I have tried following program in C language and the result of the program is:

Output : 0 is printed at last when the i is unsigned int, when the value of i is 0, then the control should not go inside the while loop since I have given i>0 condition, but 0 is printed, I didn't understand how it is possible.

When the i is signed int, then 0 is not printed.

Please let me know what is happening in the program.

#include <stdio.h>
#include <string.h>

main()
{
   unsigned int i=1;
   int c=1;
   while(i>0)
   {
     i=i*2;         
     c++;
     printf("%d\n",i);          
   }

   printf("%d c value is",c) ;
}

Answer 1

In case of unsigned int:

supposing int takes 4 bytes, the value of i becomes "1073741824" for which the binary notation is

 "01000000 00000000 00000000 00000000"

Multiplying it by two again makes the decimal value "2147483648" which the binary notation is

"10000000 00000000 00000000 00000000". 

Again multiplying it by two makes the binary notation as follows

"00000001 00000000 00000000 00000000 00000000".

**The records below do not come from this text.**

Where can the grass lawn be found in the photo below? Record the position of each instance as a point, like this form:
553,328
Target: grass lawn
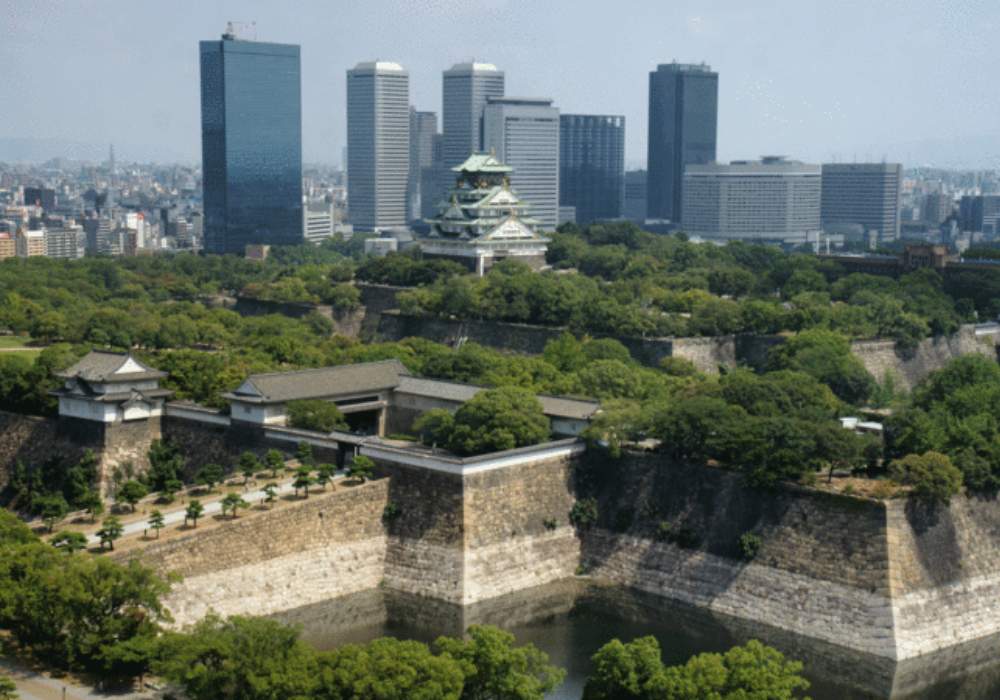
28,354
14,341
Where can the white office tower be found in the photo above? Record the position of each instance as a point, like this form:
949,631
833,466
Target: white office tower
464,92
378,144
523,132
771,200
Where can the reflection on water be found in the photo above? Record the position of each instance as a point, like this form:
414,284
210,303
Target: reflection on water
570,620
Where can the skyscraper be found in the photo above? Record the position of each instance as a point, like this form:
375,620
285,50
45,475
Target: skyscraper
464,91
423,132
863,193
592,165
683,119
524,133
251,143
378,145
772,199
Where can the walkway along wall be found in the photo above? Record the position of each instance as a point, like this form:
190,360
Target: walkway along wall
882,578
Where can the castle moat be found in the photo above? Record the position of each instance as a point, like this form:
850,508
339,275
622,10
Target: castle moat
570,620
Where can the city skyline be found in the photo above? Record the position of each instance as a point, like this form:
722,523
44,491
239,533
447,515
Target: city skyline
813,108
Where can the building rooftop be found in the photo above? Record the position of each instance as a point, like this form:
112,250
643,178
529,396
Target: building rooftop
482,163
380,66
105,366
473,67
342,380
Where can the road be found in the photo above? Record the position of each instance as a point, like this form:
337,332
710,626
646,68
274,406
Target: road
211,507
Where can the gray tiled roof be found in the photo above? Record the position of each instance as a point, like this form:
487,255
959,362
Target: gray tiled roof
553,406
101,366
342,380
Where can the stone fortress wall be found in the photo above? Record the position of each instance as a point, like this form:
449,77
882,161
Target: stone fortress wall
880,357
882,578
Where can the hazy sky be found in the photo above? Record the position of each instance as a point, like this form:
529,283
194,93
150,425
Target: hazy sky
916,81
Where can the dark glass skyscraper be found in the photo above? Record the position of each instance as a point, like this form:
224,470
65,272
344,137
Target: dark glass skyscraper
683,119
592,165
251,144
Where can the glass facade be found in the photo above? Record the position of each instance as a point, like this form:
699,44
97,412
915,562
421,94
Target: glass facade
592,165
683,118
251,135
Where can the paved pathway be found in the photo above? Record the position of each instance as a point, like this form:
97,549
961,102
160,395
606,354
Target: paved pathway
35,686
211,507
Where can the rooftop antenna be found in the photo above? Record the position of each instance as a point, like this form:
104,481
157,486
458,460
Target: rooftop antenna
242,31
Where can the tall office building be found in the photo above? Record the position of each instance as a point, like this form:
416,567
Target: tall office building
378,145
935,208
464,92
774,199
524,133
634,208
592,165
683,120
43,197
862,193
251,143
423,133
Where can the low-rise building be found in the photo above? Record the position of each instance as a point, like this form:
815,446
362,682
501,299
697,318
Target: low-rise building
379,398
31,243
110,387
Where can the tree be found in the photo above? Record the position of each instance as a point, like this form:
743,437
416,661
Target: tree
635,670
156,521
251,658
93,504
434,426
270,493
624,670
210,475
389,669
231,503
497,419
275,461
69,542
826,355
361,468
249,465
132,492
497,670
315,414
932,475
170,489
52,508
194,511
303,479
303,453
324,473
111,530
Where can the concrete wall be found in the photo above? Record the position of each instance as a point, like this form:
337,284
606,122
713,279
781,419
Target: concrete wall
881,358
885,578
325,546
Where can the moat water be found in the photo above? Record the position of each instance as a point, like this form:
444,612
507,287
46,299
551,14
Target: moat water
570,620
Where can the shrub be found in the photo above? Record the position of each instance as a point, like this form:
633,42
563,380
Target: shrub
315,414
623,519
932,475
584,513
391,512
750,544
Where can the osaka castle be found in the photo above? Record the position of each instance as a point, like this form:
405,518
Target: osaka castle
483,222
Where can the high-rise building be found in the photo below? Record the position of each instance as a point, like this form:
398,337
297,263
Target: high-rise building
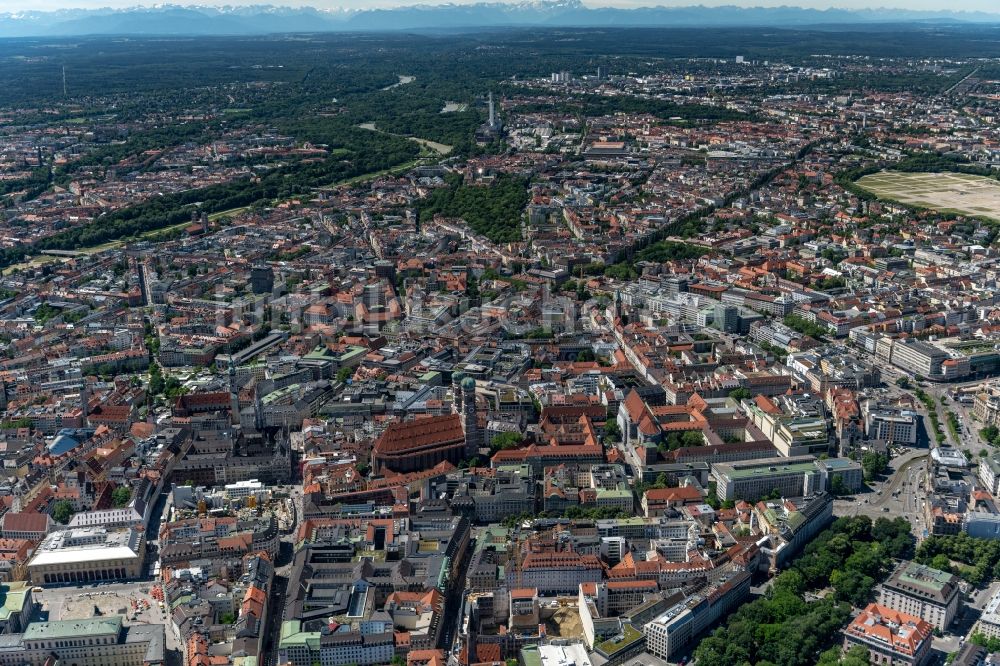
470,418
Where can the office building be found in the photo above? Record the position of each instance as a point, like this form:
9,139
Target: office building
677,628
752,479
891,637
928,593
88,554
98,641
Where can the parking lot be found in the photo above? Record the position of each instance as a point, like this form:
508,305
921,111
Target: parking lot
132,600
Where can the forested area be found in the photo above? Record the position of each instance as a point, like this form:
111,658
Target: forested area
976,560
375,153
492,210
849,557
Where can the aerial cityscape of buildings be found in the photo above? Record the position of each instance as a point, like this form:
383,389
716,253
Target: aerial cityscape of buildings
647,354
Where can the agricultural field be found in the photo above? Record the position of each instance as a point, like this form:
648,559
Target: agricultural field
945,192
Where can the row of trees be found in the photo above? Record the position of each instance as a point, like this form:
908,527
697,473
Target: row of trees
805,327
374,152
782,628
980,557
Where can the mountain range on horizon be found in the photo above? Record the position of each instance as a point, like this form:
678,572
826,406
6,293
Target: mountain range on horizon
269,19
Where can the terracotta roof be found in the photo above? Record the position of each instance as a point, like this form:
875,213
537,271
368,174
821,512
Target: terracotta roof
903,632
25,522
421,433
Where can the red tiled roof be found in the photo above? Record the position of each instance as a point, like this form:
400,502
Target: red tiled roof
421,433
25,522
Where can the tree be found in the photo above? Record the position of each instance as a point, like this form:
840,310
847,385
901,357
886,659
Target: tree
121,496
740,394
505,441
837,486
873,464
62,512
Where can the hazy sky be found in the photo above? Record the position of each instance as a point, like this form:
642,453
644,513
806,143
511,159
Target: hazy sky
991,6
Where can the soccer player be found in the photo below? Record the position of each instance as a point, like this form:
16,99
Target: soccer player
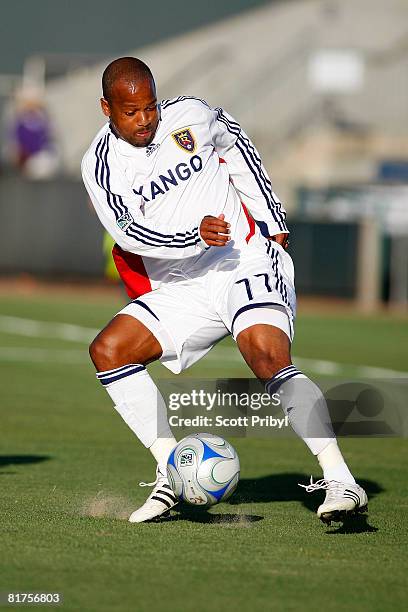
178,186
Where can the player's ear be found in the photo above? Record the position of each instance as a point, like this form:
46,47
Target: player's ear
105,107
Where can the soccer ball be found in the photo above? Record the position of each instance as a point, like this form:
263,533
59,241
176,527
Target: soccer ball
203,469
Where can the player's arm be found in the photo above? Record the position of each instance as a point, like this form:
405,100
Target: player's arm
120,214
249,176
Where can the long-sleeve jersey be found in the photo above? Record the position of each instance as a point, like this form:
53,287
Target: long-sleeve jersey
152,199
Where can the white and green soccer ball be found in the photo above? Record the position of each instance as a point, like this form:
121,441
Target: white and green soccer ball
203,469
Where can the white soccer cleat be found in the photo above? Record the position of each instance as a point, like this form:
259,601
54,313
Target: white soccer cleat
342,499
159,502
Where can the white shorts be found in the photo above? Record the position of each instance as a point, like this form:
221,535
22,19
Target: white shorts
190,316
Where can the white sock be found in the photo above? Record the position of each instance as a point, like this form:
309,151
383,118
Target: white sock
304,404
333,465
142,407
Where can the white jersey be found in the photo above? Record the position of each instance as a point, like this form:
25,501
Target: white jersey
152,199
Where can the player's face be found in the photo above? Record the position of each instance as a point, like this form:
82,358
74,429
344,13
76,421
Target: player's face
133,111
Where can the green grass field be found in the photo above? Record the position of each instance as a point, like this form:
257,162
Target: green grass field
69,472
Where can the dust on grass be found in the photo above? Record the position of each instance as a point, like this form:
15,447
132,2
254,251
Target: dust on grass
107,505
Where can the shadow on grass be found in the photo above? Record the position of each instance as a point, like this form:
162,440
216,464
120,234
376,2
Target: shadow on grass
285,488
356,524
7,460
200,515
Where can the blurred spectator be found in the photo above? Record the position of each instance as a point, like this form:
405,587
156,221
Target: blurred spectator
33,146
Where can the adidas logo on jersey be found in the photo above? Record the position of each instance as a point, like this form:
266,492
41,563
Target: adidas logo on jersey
181,172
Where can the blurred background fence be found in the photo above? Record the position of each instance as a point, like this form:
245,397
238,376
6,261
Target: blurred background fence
320,85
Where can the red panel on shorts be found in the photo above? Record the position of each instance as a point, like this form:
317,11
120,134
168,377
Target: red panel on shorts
251,223
132,272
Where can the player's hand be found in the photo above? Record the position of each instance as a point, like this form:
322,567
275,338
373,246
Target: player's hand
215,230
281,239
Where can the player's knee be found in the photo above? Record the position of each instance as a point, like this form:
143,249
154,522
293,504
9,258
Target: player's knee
265,353
266,363
104,351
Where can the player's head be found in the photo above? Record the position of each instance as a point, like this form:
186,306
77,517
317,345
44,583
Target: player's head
129,100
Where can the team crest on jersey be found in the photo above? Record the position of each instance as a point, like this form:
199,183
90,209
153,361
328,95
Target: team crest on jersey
185,139
124,221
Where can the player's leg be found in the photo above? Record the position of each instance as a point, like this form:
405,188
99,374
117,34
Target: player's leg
261,305
120,353
266,349
172,324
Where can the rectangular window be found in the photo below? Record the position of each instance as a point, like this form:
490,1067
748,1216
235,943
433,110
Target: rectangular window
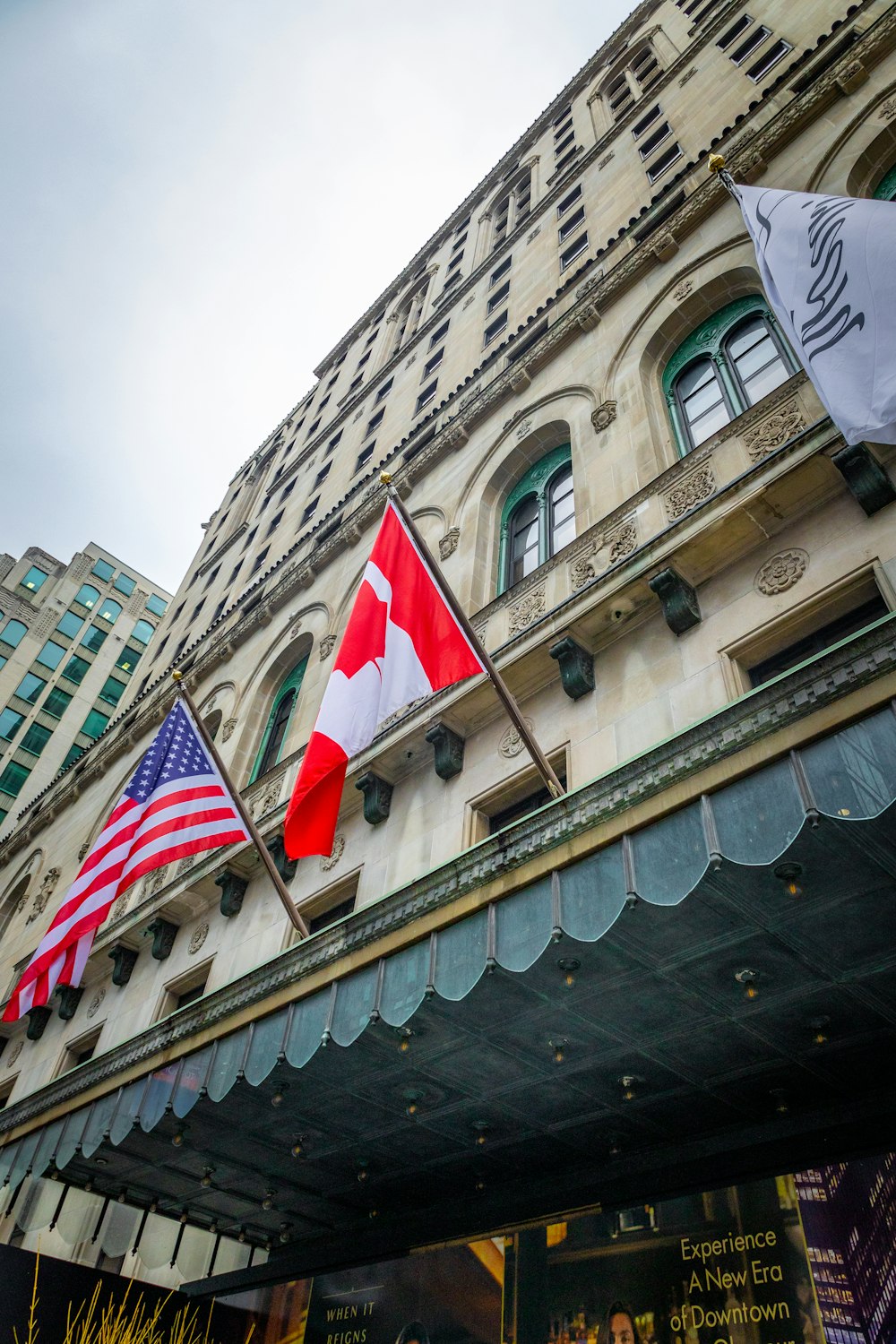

But as int occupies only four bytes, 4 least significant bytes are all filled zero, so the value of i becomes zero.

In case of signed int:

Most significant bit is used for indication of negative or positive values. 1 for negative numbers. so it prints negative number further multiplying i by 2. Which makes the while condition fails. as negative number is not greater than zero.

Answer 2

You have printed i inside while after computing i = i*2; hence when i is unsigned and has value 2^31, the while condition is true and it is again multiplied by 2, where it becomes 0 due to integer overflow, which is printed and loop gets over the next time while(i > 0) condition is checked.

For signed int, the behavior is undefined as pointed out by @Anonymous.

However here it seems that (you cannot rely on this behavior!!) condition of while fails when i equals 2^31 because it is treated as negative number now (sign bit is 1), hence it is not multiplied by 2 and doesn't become 0.

If you do not want to see 0 output, you can try doing printf before i = i*2 statement.

Answer 3

Change the while loop so that printf is called first. Also, use %u for unsigned int instead of %d.

while(i>0)
{
  printf("%u\n",i);          
  i=i*2;         
  c++;
}

With this change you will be printing only the value of i that pass the conditional of the while statement.

Answer 4

Using %d with unsigned int causes undefined behaviour. To fix your program, change %d to %u and then the results will make more sense.

When i gets to 2³¹ (assuming you have 32-bit ints) and you do i * 2 then the result , which would be 2³² actually wraps around to 0, which is why your loop ends. Unsigned integers wrap around like this (technical definition is arithmetic modulo UINT_MAX+1).

If i is signed int (and you use %d) then you cause undefined behaviour when i * 2 would exceed INT_MAX, so anything can happen.